We had a very quiet morning drive. We went across to the area opposite the lodge to see where the lions went, and found their tracks heading east. After a while we found the four girls on the main access road to the lodge.
Our afternoon drive was a great success as we found a herd of elephants and a rhino bull. We also found a rhino cow and her calf. We also found the four Breakaway lions resting close to where they had been in the morning. We were very pleased to find Salaheshe close to the north-western boundary, and were hoping to see her cub as well, but it never showed itself.
Due to the rain, there wasn’t much action to be found. One of our rangers stopped for a quick cup of coffee, and was joined by a young leopard cub and then by the cub’s mother. It was Salayeshe (a territorial female in the west). Everyone was urged back into the vehicle, and they followed Salayeshe and her youngster for a while as the playful youngster bounded and leaped, playing with its mother. They soon left the sighting to give another guide and his guests an opportunity to view the leopards. Xivambalana, a young male leopard that moves around the eastern parts of the reserve, was also briefly seen before moving into a thick drainage line.
This afternoon we headed out in search of the Breakaway pride, that we had seen tracks for in the morning, Making our way east towards the area we bumped into a small herd of elephants that were grazing on the tall green grass on the bank of a drainage line. As the elephants headed off, we lost visuals and were unable follow them off-road due to the amount of rain we’d had. Continuing with our search for the lions, we began checking a few waterholes close to the area where we had seen their tracks. At the first stop we found four buffalo bulls grazing around a small pan. We stopped and viewed them for a while before leaving to follow up on the alarm-calls of a tree squirrel. Upon investigating we found the lions, all fast asleep with their legs in the air. No doubt they had made a kill during the course of the day, and lay down to digest their meal after having had a drink of water.

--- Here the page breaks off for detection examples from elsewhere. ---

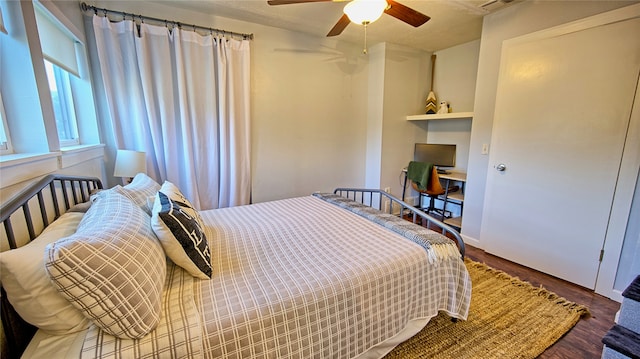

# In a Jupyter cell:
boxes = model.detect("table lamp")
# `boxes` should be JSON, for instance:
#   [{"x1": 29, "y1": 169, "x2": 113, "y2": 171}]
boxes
[{"x1": 113, "y1": 150, "x2": 147, "y2": 185}]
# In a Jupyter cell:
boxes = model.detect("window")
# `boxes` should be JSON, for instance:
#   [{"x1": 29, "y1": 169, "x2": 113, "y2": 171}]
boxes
[
  {"x1": 0, "y1": 94, "x2": 13, "y2": 155},
  {"x1": 44, "y1": 60, "x2": 80, "y2": 147},
  {"x1": 34, "y1": 2, "x2": 80, "y2": 147}
]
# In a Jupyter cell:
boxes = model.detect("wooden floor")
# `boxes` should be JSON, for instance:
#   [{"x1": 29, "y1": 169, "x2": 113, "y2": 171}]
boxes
[{"x1": 466, "y1": 245, "x2": 620, "y2": 359}]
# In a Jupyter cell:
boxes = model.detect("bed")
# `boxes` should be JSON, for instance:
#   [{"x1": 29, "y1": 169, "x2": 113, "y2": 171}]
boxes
[{"x1": 0, "y1": 174, "x2": 471, "y2": 358}]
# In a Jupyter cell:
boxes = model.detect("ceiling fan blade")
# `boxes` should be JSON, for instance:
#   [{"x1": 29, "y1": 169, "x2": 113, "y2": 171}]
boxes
[
  {"x1": 267, "y1": 0, "x2": 333, "y2": 5},
  {"x1": 384, "y1": 0, "x2": 431, "y2": 27},
  {"x1": 327, "y1": 14, "x2": 351, "y2": 37}
]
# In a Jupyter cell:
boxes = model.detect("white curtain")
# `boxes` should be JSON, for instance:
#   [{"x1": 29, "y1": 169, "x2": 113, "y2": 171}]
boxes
[{"x1": 93, "y1": 16, "x2": 251, "y2": 209}]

Salayeshe was also located again this afternoon. She had left the cub somewhere in the drainage line before heading out to hunt.
This morning we found our share of big cats. First we found Xivambalana resting on a termite mound, surveying a large open area around him. We then saw the four Breakaway lions just as they were finishing a young zebra kill. We had our coffee stop and as we drove, we noticed tracks of a female leopard and a young cub. We carefully searched the area and suddenly saw Thandi lying in a large Marula tree. There was no sign of any cubs there though. She climbed out of the tree and we followed her as long we could, hoping she would lead us to the cubs. She went into an impenetrable thicket and we lost sight of her.
This afternoon we found a group of buffalo bulls on our way to find the cats again. We found the four Breakaway lions resting in the same area as they had been this morning. They eventually noticed some waterbuck in the distance and we watched as they carefully tried to get close enough for a chase. Unfortunately they had very little cover, and the waterbuck saw them and ran off. Then we went looking for Thandi. We found her walking around and followed her. She took us to a tree where she had a duiker kill. We stayed for a while, but unfortunately the cubs still eluded us.